Bias Δa1p = 0, Δa2p = 1. The adaptation is switched off

Fig. 15.5
figure 5

Bias Δa1p = 0, Δa2p = 1. The adaptation is switched on

Figure 15.2 shows that the bias from the nominal parameter at time \( t \ge 1\;\text{s} \) is \( \Updelta a_{1p} = 1, \) (\( \Updelta a_{2p} = 0 \)). The adaptation is switched off.

Figure 15.3 shows the bias from the nominal parameter at \( t \ge 1\;\text{s} \) with adaptation being switched on (\( \Updelta a_{1p} = 1, \) \( \Updelta a_{2p} = 0 \)). It can be seen that the output of system \( y_{p} \) coincides with the model reference output \( y_{m} \) after \( t \ge 4\;\text{s} . \)

Figure 15.4 shows that the bias from the nominal parameter at time \( t \ge 1\;\text{s} \) is \( \Updelta a_{2p} = 1, \) (\( \Updelta a_{1p} = 0 \)). The adaptation is switched off.

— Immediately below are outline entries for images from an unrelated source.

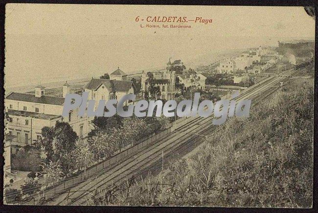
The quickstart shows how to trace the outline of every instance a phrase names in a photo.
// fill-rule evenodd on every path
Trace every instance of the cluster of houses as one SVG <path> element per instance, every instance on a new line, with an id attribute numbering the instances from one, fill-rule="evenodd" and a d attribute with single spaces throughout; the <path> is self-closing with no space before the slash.
<path id="1" fill-rule="evenodd" d="M 226 58 L 220 62 L 217 67 L 220 73 L 233 73 L 237 71 L 245 71 L 257 74 L 272 67 L 282 59 L 272 48 L 262 47 L 243 52 L 234 59 Z"/>
<path id="2" fill-rule="evenodd" d="M 83 88 L 89 99 L 97 101 L 120 99 L 134 93 L 133 82 L 119 67 L 110 75 L 110 79 L 92 78 Z M 93 126 L 93 118 L 78 116 L 78 108 L 62 116 L 65 98 L 69 93 L 67 82 L 63 85 L 63 97 L 47 95 L 45 87 L 38 85 L 34 93 L 11 92 L 4 99 L 6 123 L 5 129 L 5 171 L 11 174 L 10 156 L 21 147 L 34 145 L 42 139 L 42 128 L 54 127 L 58 122 L 68 123 L 80 138 L 87 137 Z M 98 101 L 96 102 L 98 103 Z M 128 104 L 128 103 L 127 103 Z"/>
<path id="3" fill-rule="evenodd" d="M 146 72 L 141 74 L 140 83 L 142 91 L 148 90 L 150 84 L 158 86 L 161 91 L 160 99 L 173 100 L 177 92 L 176 78 L 185 87 L 196 85 L 204 88 L 206 77 L 204 75 L 176 75 L 172 70 L 169 60 L 166 68 L 153 73 L 153 81 L 147 81 Z M 135 94 L 135 85 L 128 80 L 128 75 L 118 67 L 109 75 L 110 79 L 92 77 L 83 87 L 82 91 L 88 92 L 89 100 L 94 100 L 95 108 L 99 100 L 106 102 L 111 99 L 120 99 L 127 94 Z M 84 140 L 93 127 L 91 121 L 85 114 L 78 116 L 79 109 L 70 111 L 66 117 L 62 116 L 65 98 L 70 92 L 70 85 L 67 81 L 63 85 L 62 97 L 48 95 L 45 87 L 38 85 L 34 87 L 34 93 L 11 92 L 5 97 L 4 106 L 6 124 L 5 129 L 5 167 L 6 173 L 11 175 L 10 157 L 21 147 L 35 144 L 42 140 L 42 129 L 44 127 L 55 127 L 57 122 L 68 123 L 80 139 Z M 127 102 L 126 105 L 133 104 Z"/>

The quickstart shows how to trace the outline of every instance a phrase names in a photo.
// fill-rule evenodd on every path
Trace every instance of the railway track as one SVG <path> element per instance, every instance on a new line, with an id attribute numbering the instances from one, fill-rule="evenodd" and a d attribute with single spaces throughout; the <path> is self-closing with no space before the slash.
<path id="1" fill-rule="evenodd" d="M 295 71 L 288 70 L 284 72 L 284 74 L 289 75 Z M 240 100 L 251 99 L 252 104 L 255 105 L 273 92 L 274 90 L 273 86 L 285 78 L 284 75 L 277 78 L 269 77 L 263 82 L 259 83 L 259 85 L 251 88 L 234 99 L 237 102 Z M 212 116 L 208 118 L 190 118 L 188 122 L 177 128 L 166 138 L 160 142 L 150 144 L 136 153 L 133 157 L 124 159 L 109 170 L 101 171 L 97 175 L 90 177 L 83 183 L 56 197 L 55 200 L 41 204 L 83 205 L 86 202 L 87 195 L 96 189 L 118 187 L 123 181 L 130 178 L 133 175 L 136 177 L 145 171 L 156 170 L 158 167 L 160 167 L 159 160 L 161 159 L 162 151 L 165 153 L 165 159 L 166 159 L 173 157 L 176 152 L 183 151 L 190 149 L 194 143 L 199 144 L 202 143 L 203 138 L 218 128 L 218 126 L 212 125 L 212 120 L 214 118 Z"/>

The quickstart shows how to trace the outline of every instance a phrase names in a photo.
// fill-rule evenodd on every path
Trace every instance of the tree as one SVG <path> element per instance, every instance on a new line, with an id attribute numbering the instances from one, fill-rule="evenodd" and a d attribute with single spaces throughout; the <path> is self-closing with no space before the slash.
<path id="1" fill-rule="evenodd" d="M 28 182 L 24 182 L 21 186 L 22 193 L 23 195 L 31 195 L 40 190 L 41 185 L 38 181 L 33 179 L 30 179 Z"/>
<path id="2" fill-rule="evenodd" d="M 57 122 L 54 132 L 56 141 L 56 154 L 58 157 L 62 157 L 75 149 L 78 136 L 68 123 Z"/>
<path id="3" fill-rule="evenodd" d="M 17 189 L 5 189 L 3 198 L 7 204 L 12 203 L 21 199 L 21 190 Z"/>
<path id="4" fill-rule="evenodd" d="M 21 171 L 39 171 L 41 168 L 40 166 L 42 163 L 40 151 L 31 149 L 26 151 L 23 148 L 20 149 L 11 160 L 11 166 L 13 170 Z"/>
<path id="5" fill-rule="evenodd" d="M 150 97 L 153 99 L 157 99 L 158 96 L 161 95 L 159 86 L 154 86 L 152 85 L 150 85 L 148 89 L 150 94 Z"/>
<path id="6" fill-rule="evenodd" d="M 104 75 L 100 76 L 99 78 L 101 79 L 109 79 L 109 75 L 108 73 L 105 73 Z"/>
<path id="7" fill-rule="evenodd" d="M 60 161 L 49 161 L 48 164 L 42 165 L 43 177 L 39 181 L 44 185 L 54 184 L 62 180 L 65 177 Z"/>
<path id="8" fill-rule="evenodd" d="M 84 163 L 86 163 L 86 166 L 89 166 L 94 162 L 94 155 L 88 144 L 83 145 L 82 143 L 78 143 L 75 156 L 76 159 L 76 167 L 79 169 L 85 166 Z"/>
<path id="9" fill-rule="evenodd" d="M 116 142 L 111 140 L 110 135 L 105 130 L 97 131 L 94 135 L 88 138 L 87 142 L 88 148 L 96 161 L 110 157 L 115 151 Z"/>
<path id="10" fill-rule="evenodd" d="M 49 162 L 53 159 L 54 153 L 53 150 L 53 141 L 55 137 L 54 128 L 44 127 L 41 130 L 43 138 L 38 141 L 38 145 L 44 149 L 46 155 L 46 160 Z"/>
<path id="11" fill-rule="evenodd" d="M 118 128 L 122 126 L 123 118 L 117 114 L 112 117 L 95 117 L 91 123 L 95 126 L 95 129 L 89 133 L 89 137 L 94 135 L 100 130 L 108 132 L 113 128 Z"/>
<path id="12" fill-rule="evenodd" d="M 176 74 L 182 74 L 184 69 L 186 69 L 184 64 L 181 62 L 181 60 L 176 60 L 171 64 L 171 70 L 176 71 Z"/>

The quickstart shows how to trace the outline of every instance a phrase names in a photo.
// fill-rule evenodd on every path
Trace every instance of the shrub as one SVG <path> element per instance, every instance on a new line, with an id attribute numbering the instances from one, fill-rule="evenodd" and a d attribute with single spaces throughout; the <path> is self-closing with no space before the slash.
<path id="1" fill-rule="evenodd" d="M 40 151 L 30 149 L 26 151 L 21 149 L 12 156 L 11 167 L 14 170 L 39 171 L 41 170 L 42 162 Z"/>
<path id="2" fill-rule="evenodd" d="M 21 190 L 17 189 L 5 189 L 3 198 L 7 204 L 18 201 L 21 199 Z"/>

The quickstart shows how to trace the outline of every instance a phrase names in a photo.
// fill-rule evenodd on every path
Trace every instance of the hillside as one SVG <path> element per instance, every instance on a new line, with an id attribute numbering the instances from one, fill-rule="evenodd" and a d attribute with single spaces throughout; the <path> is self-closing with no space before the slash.
<path id="1" fill-rule="evenodd" d="M 87 205 L 311 207 L 313 119 L 313 80 L 294 80 L 199 151 Z"/>

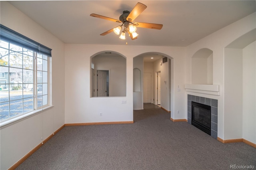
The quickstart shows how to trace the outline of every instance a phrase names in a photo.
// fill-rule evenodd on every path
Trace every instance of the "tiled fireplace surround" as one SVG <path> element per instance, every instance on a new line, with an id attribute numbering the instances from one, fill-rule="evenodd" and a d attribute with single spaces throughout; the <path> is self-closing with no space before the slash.
<path id="1" fill-rule="evenodd" d="M 191 124 L 191 101 L 211 107 L 211 136 L 218 137 L 218 100 L 188 95 L 188 123 Z"/>

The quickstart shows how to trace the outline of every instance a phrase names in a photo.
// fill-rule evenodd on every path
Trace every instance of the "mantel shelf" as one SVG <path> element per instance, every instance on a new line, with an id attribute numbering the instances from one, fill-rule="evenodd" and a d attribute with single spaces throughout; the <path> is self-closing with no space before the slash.
<path id="1" fill-rule="evenodd" d="M 185 89 L 187 91 L 218 96 L 220 95 L 220 85 L 217 85 L 192 84 L 185 85 Z"/>

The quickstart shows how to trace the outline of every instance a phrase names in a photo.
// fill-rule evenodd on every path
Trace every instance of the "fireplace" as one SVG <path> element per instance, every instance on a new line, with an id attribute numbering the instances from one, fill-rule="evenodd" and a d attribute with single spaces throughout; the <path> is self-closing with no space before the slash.
<path id="1" fill-rule="evenodd" d="M 191 124 L 211 135 L 211 107 L 192 101 Z"/>
<path id="2" fill-rule="evenodd" d="M 188 95 L 188 123 L 192 124 L 192 102 L 210 107 L 211 136 L 218 137 L 218 100 L 201 96 Z"/>

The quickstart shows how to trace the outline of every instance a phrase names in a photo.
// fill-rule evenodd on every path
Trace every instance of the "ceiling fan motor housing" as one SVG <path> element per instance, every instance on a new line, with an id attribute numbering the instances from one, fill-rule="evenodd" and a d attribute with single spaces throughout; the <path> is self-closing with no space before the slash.
<path id="1" fill-rule="evenodd" d="M 125 22 L 127 20 L 126 18 L 130 14 L 130 11 L 123 11 L 123 14 L 121 15 L 119 17 L 119 20 L 122 22 Z"/>

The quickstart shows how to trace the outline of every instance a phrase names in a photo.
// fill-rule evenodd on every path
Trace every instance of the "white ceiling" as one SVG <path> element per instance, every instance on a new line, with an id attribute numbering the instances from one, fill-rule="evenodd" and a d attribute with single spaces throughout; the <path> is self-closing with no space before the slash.
<path id="1" fill-rule="evenodd" d="M 162 30 L 138 28 L 138 38 L 126 40 L 112 32 L 138 2 L 147 6 L 134 22 L 163 24 Z M 256 11 L 255 0 L 18 1 L 9 2 L 65 43 L 186 46 Z M 185 41 L 180 40 L 186 39 Z"/>

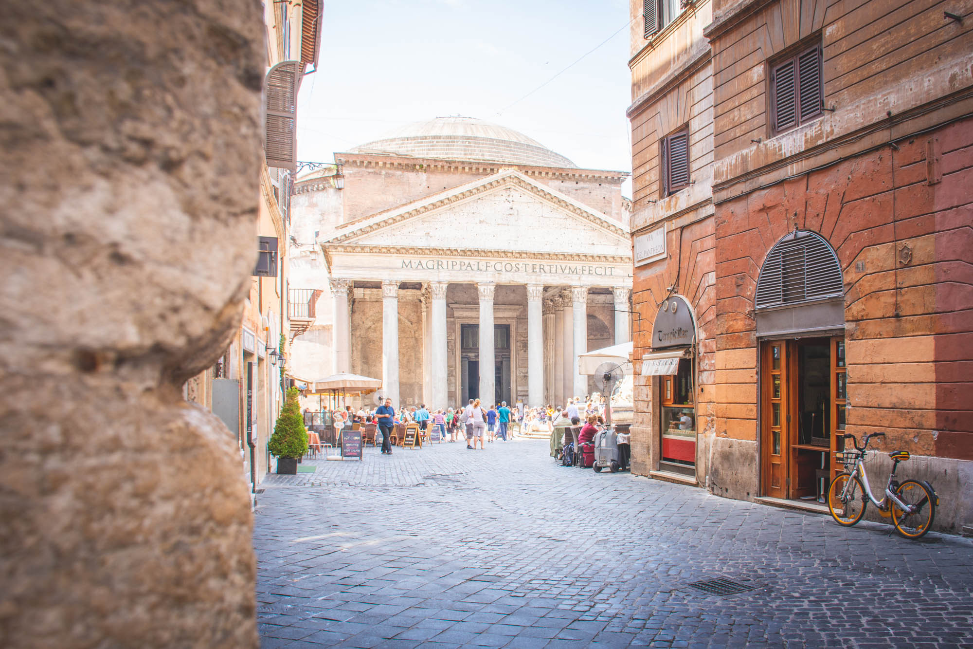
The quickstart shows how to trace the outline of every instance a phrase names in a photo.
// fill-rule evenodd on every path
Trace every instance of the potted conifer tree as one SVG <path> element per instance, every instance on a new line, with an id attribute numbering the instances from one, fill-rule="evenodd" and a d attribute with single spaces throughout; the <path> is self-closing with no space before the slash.
<path id="1" fill-rule="evenodd" d="M 298 459 L 307 452 L 307 429 L 304 425 L 301 404 L 298 402 L 297 388 L 287 391 L 287 401 L 280 409 L 280 416 L 273 426 L 273 435 L 268 442 L 270 453 L 277 458 L 277 473 L 295 475 L 298 473 Z"/>

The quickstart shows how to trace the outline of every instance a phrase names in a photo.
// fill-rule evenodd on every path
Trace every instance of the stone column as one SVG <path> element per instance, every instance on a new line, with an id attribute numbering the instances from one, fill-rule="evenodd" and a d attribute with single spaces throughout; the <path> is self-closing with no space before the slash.
<path id="1" fill-rule="evenodd" d="M 561 358 L 561 393 L 560 393 L 560 405 L 564 405 L 564 401 L 568 397 L 574 396 L 574 375 L 577 373 L 577 368 L 571 364 L 571 359 L 574 357 L 574 330 L 571 326 L 571 322 L 574 318 L 574 312 L 571 309 L 571 291 L 562 290 L 560 292 L 560 322 L 561 322 L 561 343 L 560 343 L 560 358 Z"/>
<path id="2" fill-rule="evenodd" d="M 431 282 L 432 318 L 430 324 L 430 358 L 432 359 L 432 407 L 445 408 L 447 403 L 448 360 L 446 345 L 446 282 Z"/>
<path id="3" fill-rule="evenodd" d="M 481 405 L 489 407 L 493 402 L 496 390 L 494 389 L 494 363 L 496 354 L 493 350 L 493 291 L 496 285 L 493 283 L 479 284 L 477 289 L 480 291 L 480 401 Z"/>
<path id="4" fill-rule="evenodd" d="M 399 407 L 399 283 L 381 283 L 381 387 Z"/>
<path id="5" fill-rule="evenodd" d="M 621 345 L 631 340 L 631 307 L 629 304 L 629 296 L 631 288 L 625 286 L 613 286 L 611 291 L 615 293 L 615 344 Z"/>
<path id="6" fill-rule="evenodd" d="M 588 376 L 578 373 L 578 357 L 588 351 L 588 286 L 571 286 L 574 302 L 574 353 L 571 376 L 574 378 L 574 396 L 584 397 L 588 392 Z"/>
<path id="7" fill-rule="evenodd" d="M 544 286 L 527 285 L 527 402 L 544 401 Z"/>
<path id="8" fill-rule="evenodd" d="M 348 306 L 348 289 L 351 282 L 340 278 L 328 280 L 334 302 L 335 324 L 332 329 L 332 354 L 335 373 L 351 371 L 351 310 Z"/>

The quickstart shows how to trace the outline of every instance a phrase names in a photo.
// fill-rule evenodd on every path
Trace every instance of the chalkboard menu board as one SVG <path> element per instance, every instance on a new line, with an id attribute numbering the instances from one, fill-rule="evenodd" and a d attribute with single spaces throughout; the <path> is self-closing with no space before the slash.
<path id="1" fill-rule="evenodd" d="M 404 448 L 415 447 L 415 429 L 406 428 L 406 441 L 402 444 Z"/>
<path id="2" fill-rule="evenodd" d="M 361 431 L 342 431 L 342 457 L 362 459 Z"/>

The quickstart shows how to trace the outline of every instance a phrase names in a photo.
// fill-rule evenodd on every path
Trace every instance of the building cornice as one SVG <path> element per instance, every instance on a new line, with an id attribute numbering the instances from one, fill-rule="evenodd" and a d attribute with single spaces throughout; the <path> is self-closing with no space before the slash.
<path id="1" fill-rule="evenodd" d="M 489 257 L 499 259 L 537 259 L 545 261 L 588 261 L 603 264 L 631 264 L 631 257 L 622 254 L 583 254 L 563 252 L 521 252 L 515 250 L 493 250 L 460 248 L 419 248 L 411 246 L 380 246 L 370 244 L 322 244 L 321 248 L 328 256 L 344 254 L 387 254 L 419 257 Z"/>
<path id="2" fill-rule="evenodd" d="M 629 108 L 625 111 L 626 116 L 629 119 L 631 119 L 633 115 L 637 114 L 646 106 L 651 105 L 663 98 L 663 96 L 670 93 L 683 81 L 694 75 L 701 68 L 704 67 L 712 59 L 712 56 L 713 52 L 709 46 L 702 49 L 697 56 L 688 61 L 684 66 L 670 71 L 665 77 L 653 84 L 648 91 L 643 93 L 632 102 L 631 106 L 629 106 Z"/>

Figure 15.5 shows the bias from the nominal parameter at \( t \ge 1\;\text{s} \) with adaptation being switched on (\( \Updelta a_{2p} = 1 \), \( \Updelta a_{1p} = 0 \)). It can be seen that the output of system \( y_{p} \) coincides with the model reference output \( y_{m} \) after \( t\geq9\;\text{s} \).

15.4 Conclusions

The high dynamic precision adaptive control system for the solution of a fault tolerance problem of a single–input–single–output process is suggested in this paper. The method, which is based on simultaneous identification and adaptation of unknown process parameters, provides decoupling of self-tuning contours from plant dynamics. The control system compensates the rapidly changing parameter when fault occurs in a process. The mathematical model of the process is formed from Markov parameters, which are obtained from the experiment as the process impulse response. The order of the model is determined using singular value decomposition of the relevant Hankel matrix. This allows one to obtain a robust reduced order model representation if the information about the process is corrupted by noise in industrial environment. The adaptive control can be used for the solution of a fault tolerance problem [8] in complex and multivariable processes and systems.